Zeit des Nationalsozialismus
Kurz nach der Machtübernahme der NSDAP erklärte die Reichsregierung am 10. April 1933 den Ersten Mai zum Feiertag der nationalen Arbeit, auf den „die für den Neujahrstag geltenden reichs- und landesgesetzlichen Bestimmungen“ anzuwenden seien.[5] Das Gesetz über die Feiertage vom 27. Februar 1934 bestimmte sodann: „Der nationale Feiertag des deutschen Volkes ist der 1. Mai.“[6]
Nach dem Zusammenbruch des Dritten Reichs gab es bis zur gewaltsamen Niederschlagung des Volksaufstandes 1953 in der DDR zunächst noch keinen Staatsfeiertag.[7] Von 1954 bis 1990 war der 17. Juni in der Bundesrepublik Deutschland zum Gedenken an den Volksaufstand in der DDR gesetzlicher Feiertag mit dem Namen Tag der deutschen Einheit (mit kleinem „d“).[8] Die Benennung des Tages geht mutmaßlich auf den Bundestagsabgeordneten Herbert Wehner zurück.[9] Am 11. Juni 1963 wurde er durch Proklamation des Bundespräsidenten Heinrich Lübke zum Nationalen Gedenktag des deutschen Volkes erklärt.[10] Das Gesetz wurde zwar durch den Einigungsvertrag aufgehoben,[11] die Proklamation hat aber ihre Gültigkeit behalten.[12] Am 17. Juni werden deutschlandweit die obersten Bundesbehörden und ihre Geschäftsbereiche sowie die Körperschaften, Anstalten und Stiftungen des öffentlichen Rechts, die der Aufsicht von Bundesbehörden unterstehen, beflaggt.
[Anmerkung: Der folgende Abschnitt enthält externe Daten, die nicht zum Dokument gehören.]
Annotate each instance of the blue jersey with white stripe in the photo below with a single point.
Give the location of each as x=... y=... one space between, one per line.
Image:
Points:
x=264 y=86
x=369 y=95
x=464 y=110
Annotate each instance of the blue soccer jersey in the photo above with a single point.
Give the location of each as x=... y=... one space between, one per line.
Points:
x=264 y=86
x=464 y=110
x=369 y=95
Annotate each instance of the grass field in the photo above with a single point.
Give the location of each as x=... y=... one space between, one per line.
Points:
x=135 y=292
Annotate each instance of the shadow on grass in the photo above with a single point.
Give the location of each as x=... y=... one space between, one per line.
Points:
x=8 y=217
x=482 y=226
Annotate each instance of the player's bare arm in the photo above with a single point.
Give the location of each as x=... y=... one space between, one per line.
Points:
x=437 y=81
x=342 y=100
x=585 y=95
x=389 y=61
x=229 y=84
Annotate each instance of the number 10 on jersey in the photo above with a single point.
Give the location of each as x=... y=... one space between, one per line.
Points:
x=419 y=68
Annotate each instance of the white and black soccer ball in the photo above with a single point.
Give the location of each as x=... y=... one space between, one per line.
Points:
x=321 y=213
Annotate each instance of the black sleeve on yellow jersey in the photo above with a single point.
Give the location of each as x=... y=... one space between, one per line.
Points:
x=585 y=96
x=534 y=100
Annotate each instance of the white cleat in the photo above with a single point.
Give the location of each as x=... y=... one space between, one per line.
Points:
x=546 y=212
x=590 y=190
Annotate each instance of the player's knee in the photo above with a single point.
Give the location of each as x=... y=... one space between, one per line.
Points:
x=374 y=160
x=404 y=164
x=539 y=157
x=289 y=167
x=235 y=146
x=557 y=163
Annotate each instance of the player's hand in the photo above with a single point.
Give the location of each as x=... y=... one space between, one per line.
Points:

Im Jahr der Wiedervereinigung gab es den Tag der deutschen Einheit am 17. Juni (der in diesem Jahr auf einen Sonntag fiel) und den Tag der Deutschen Einheit (mit großem „D“) am 3. Oktober 1990.
Deutsche Demokratische Republik
In der DDR war der 7. Oktober, der Tag der Staatsgründung im Jahr 1949, Nationalfeiertag (Tag der Republik).[13]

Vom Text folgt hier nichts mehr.